Travailler en période de canicule au bureau soulève des enjeux de santé et de sécurité pour les salariés. En France, la législation impose des obligations aux employeurs pour protéger leurs équipes lors de telles situations.

Cadre législatif et obligations de l’employeur

Depuis le 1ᵉʳ juillet 2025, le décret n° 2025-482 du 27 mai 2025 impose aux employeurs de prendre des mesures spécifiques en cas d’épisode de chaleur intense. Ces mesures s’appliquent dès le niveau de vigilance jaune émis par Météo-France. L’objectif est de prévenir les risques liés à la chaleur, tels que la déshydratation, les coups de chaleur, les migraines et les crampes.

L’employeur doit adapter l’organisation du travail en fonction de la température ambiante, notamment en modifiant les horaires, en prévoyant des pauses supplémentaires et en ajustant la charge de travail. Il doit également fournir de l’eau potable fraîche en quantité suffisante et mettre en œuvre des moyens techniques pour réduire la chaleur dans les locaux, tels que l’installation de ventilateurs ou de brumisateurs. De plus, l’employeur doit informer et former les salariés sur les risques liés à la chaleur et les mesures de prévention à adopter.

Recommandations spécifiques pour les bureaux

Bien que le Code du travail ne fixe pas de température maximale au-delà de laquelle le travail est interdit, l’INRS recommande des seuils indicatifs. Pour un travail sédentaire, comme celui effectué dans un bureau, une température ambiante supérieure à 30 °C peut constituer un risque pour la santé des salariés. Au-delà de 33 °C, la situation est considérée comme dangereuse.

Pour limiter les effets de la chaleur, plusieurs mesures peuvent être mises en place. L’aménagement des horaires de travail, en privilégiant les heures les moins chaudes de la journée, est essentiel. L’INRS préconise également de fournir de l’eau potable fraîche à proximité des postes de travail, d’installer des dispositifs de ventilation ou de climatisation, et de permettre aux salariés de porter des vêtements légers et adaptés. De plus, il est recommandé d’organiser des pauses régulières et de limiter les tâches physiques intenses.

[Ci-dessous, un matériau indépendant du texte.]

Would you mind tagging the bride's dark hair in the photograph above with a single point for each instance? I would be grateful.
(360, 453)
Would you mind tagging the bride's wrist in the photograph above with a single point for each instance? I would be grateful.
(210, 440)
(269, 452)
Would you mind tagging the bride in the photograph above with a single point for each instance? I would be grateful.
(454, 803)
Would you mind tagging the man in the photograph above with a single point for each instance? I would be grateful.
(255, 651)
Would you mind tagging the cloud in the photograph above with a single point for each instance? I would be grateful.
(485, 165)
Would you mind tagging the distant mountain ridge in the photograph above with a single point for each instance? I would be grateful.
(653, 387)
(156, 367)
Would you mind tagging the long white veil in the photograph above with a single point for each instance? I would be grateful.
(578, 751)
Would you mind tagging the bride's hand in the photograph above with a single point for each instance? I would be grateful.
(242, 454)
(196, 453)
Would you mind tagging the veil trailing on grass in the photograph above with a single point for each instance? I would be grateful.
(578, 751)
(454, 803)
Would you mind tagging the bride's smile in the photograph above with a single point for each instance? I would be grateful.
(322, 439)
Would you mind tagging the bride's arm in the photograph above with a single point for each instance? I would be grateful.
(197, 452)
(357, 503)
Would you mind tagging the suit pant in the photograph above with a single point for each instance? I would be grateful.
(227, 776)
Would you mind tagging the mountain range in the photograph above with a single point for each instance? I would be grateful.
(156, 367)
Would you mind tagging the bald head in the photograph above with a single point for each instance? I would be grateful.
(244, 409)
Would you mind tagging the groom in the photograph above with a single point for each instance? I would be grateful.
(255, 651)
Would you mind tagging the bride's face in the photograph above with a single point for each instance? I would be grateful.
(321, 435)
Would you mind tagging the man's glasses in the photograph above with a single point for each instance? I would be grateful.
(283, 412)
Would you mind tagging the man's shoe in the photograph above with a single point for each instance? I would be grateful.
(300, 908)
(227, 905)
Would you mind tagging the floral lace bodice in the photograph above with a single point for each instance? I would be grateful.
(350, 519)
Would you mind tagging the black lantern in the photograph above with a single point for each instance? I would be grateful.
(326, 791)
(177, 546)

Droit de retrait et recours en cas de manquement

Si un salarié estime que les conditions de travail en période de canicule présentent un danger imminent pour sa santé, il dispose d’un droit de retrait. Ce droit lui permet de quitter son poste ou de refuser d’effectuer une tâche sans encourir de sanction, à condition que le danger soit réel et immédiat. En cas de manquement de l’employeur à ses obligations, le salarié peut saisir l’inspection du travail ou, selon la taille de l’entreprise, le comité social et économique (CSE) ou le délégué du personnel.

La canicule représente donc un risque réel pour la santé des salariés, même en milieu de bureau. Il est donc nécessaire que les employeurs prennent des mesures adaptées pour protéger leurs équipes. La mise en place de stratégies préventives, telles que l’adaptation des horaires, la fourniture d’eau potable et l’aménagement des locaux, est essentielle pour garantir la sécurité et le bien-être des salariés lors de périodes de chaleur intense.